11.2.2  It does appear to be a blatant plug of the college of massage therapists which funded this research project and of which she was registered. This plug may be hard to defend if she had acknowledged awareness of it. The author seems to want to defend her inclusion of the plug without acknowledging its existence. Ms. Preyde asserts that the additional training and experience of the massage therapists providing treatment in her study did affect the quality of service provision. Ms. Preyde further asserts that the superior outcome that comprehensive massage therapy affords can not be generalized to treatments which may only seem similar.  Ms. Preyde’s aforementioned conclusion is not supported by the evidence and is irrelevant to the variables measured in this research. This research study does not measure the experience of therapists, the amount of training they received, what institution registered them or how those variables in combination affected the administration of the measured variable comprehensive massage.  In addition at least a part of the comprehensive massage treatments were not provided by massage therapists but rather a certified personal trainer/weight-trainer supervisor whose experience or training is not known. This appears to be some type of spin (misleading interpretation of facts to the advantage of a premise) on the part of Ms. Preyde which avoids taking responsibility for an error in judgement or worse is just a reasoned and conscious intent to deceive. Ms. Preyde should not have inserted the plug in the first place.
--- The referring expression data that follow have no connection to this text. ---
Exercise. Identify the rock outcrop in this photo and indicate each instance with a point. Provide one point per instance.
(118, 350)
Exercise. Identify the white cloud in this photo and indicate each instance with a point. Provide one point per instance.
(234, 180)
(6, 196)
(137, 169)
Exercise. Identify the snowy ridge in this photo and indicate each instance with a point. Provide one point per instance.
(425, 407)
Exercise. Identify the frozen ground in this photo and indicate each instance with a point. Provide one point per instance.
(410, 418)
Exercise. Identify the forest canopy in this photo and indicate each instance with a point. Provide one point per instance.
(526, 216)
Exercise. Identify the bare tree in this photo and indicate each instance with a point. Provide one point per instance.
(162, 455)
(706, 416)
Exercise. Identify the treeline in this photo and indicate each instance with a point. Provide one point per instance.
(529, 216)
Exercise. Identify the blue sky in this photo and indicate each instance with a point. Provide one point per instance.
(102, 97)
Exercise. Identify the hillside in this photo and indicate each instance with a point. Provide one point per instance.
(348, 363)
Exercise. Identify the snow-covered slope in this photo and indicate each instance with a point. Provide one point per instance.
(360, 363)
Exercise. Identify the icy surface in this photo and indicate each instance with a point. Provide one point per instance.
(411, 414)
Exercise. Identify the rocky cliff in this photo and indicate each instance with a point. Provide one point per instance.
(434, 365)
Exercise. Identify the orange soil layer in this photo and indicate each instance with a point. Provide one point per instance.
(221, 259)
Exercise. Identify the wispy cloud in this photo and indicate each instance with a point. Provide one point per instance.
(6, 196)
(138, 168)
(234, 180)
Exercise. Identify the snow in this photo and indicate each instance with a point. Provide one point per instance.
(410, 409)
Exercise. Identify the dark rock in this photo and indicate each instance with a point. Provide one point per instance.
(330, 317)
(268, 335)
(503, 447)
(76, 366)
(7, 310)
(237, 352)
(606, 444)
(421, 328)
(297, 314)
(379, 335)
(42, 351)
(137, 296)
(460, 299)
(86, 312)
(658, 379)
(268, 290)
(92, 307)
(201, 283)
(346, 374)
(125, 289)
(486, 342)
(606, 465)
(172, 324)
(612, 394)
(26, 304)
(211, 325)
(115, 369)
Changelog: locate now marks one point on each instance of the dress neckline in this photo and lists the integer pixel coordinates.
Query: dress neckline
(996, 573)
The spin that Ms. Preyde advances assumes ignorance and lack of scientific sophistication on the part of the reader. It seems obvious Ms. Preyde intends to manipulate our perception of this study so that we may favour the college of massage therapists as a training institution. This casts unnecessary doubt on her other recollections or analysis. How can we, the reader, trust Ms. Preyde recollections and answers to other questions when something she denies seeing is in such plain sight and further something she defends anyway as if she knew it were there all along. We would have to give her points for loyality and political savvy even at the expense of good science.

12 I can find no reference [1] [2] [3], which determines the validity of using the PPI McGill pain scale, which is essentially an ordinal scale as a ratio scale (used in your study to determine percentage of subjects with no pain). The McGill appears to have been validated as an interval scale. Please let me know if you have additional references?

12.1    Authors Response

12.1.1   I am sorry, I do not have other references.

12.2   Analysis

12.2.1   

13 Several comparisons between groups, both at post treatment and at follow-up, were not mentioned in this research paper. These are listed in the following chart in parenthesis; Outcome Measures Results Can we assume that this is because there are no significant differences between these groups?

13.1    Authors Response

13.1.1   I think the important statistically significant differences were noted in the article.
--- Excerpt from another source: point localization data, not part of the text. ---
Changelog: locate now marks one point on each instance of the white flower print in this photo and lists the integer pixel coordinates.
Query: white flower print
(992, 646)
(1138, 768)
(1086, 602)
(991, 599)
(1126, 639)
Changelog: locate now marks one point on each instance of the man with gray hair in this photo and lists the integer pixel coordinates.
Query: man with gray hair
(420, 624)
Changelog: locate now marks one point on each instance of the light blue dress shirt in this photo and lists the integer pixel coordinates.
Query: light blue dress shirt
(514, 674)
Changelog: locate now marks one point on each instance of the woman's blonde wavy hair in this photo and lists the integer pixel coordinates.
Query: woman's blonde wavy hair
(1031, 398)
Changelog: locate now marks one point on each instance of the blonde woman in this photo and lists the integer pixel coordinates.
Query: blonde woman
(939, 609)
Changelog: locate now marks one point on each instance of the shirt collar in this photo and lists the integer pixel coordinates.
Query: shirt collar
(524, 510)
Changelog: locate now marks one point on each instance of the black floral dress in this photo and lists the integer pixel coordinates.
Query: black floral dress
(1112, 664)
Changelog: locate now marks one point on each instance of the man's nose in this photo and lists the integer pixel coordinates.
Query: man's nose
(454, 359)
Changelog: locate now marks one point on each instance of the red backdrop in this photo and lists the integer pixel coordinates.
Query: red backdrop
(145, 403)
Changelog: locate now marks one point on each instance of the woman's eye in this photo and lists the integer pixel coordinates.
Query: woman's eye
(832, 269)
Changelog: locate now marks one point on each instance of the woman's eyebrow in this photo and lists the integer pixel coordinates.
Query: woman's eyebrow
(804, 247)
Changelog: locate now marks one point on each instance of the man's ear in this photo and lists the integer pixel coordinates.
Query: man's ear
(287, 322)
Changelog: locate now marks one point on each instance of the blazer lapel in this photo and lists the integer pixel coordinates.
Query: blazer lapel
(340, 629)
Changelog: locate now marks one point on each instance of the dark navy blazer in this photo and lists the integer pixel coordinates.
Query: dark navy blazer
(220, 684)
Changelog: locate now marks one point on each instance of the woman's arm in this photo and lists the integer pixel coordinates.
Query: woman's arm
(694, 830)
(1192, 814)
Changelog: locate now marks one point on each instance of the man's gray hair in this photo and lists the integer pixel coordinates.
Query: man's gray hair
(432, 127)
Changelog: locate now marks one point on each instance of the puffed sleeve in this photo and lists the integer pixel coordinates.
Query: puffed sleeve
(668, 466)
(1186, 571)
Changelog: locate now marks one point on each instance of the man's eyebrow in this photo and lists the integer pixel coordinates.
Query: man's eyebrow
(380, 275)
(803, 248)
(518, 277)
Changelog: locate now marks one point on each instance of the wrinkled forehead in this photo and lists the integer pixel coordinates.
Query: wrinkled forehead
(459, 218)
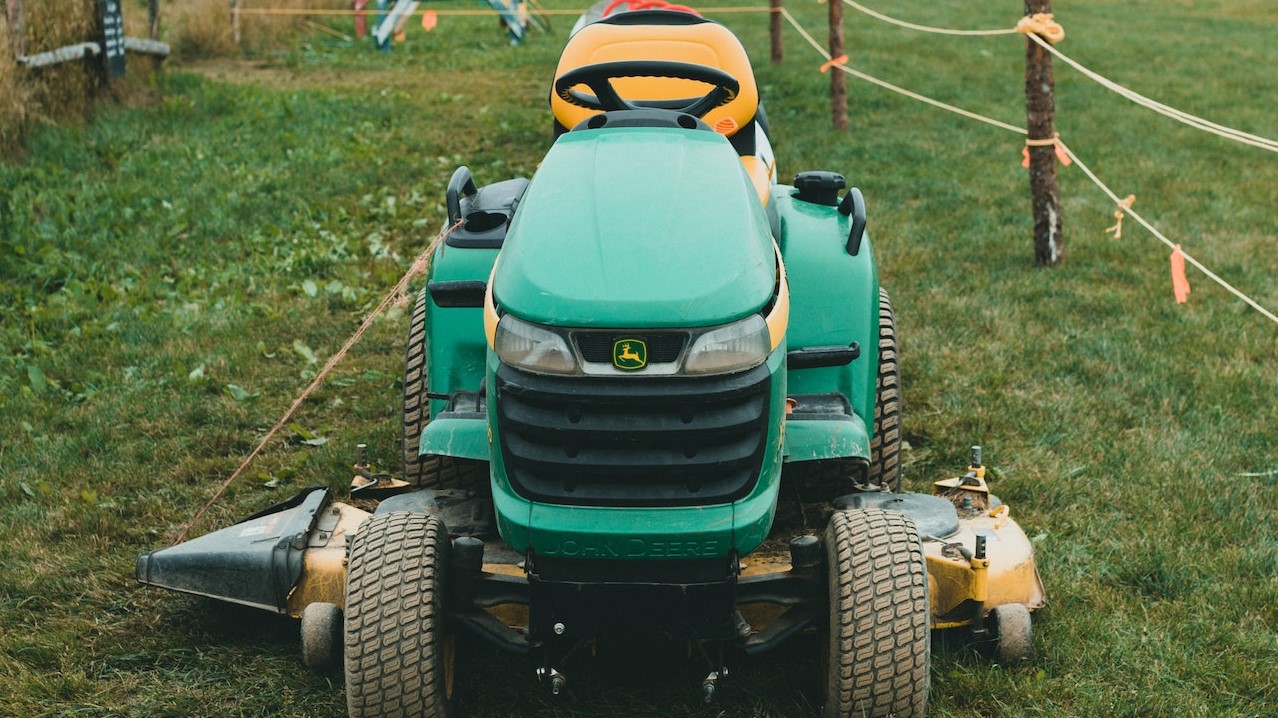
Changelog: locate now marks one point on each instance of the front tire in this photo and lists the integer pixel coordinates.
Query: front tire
(428, 472)
(877, 643)
(399, 658)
[1] Prieto Ej, Hopson L, Bradley La, Byrne M, Geisinger Kf, Midax D, Et Al. (Feb 1980). The language of low back pain: factor structure of the mcgill pain questionnaire. Pain, 8(1), pp. 11 - 19.

[2] Mccreary C, Turner J, Dawson E. (Aug 1981). Principal dimensions of the pain experience and psychological disturbance in chronic low back pain patients. Pain, 11(1), pp. 85 - 92.

[3] Wright Kd, Asmundson Gj, Mccreary Dr. (2001). Factorial validity of the short-form mcgill pain questionnaire (sf-mpq). Eur J Pain, 5(3), pp. 279 - 284.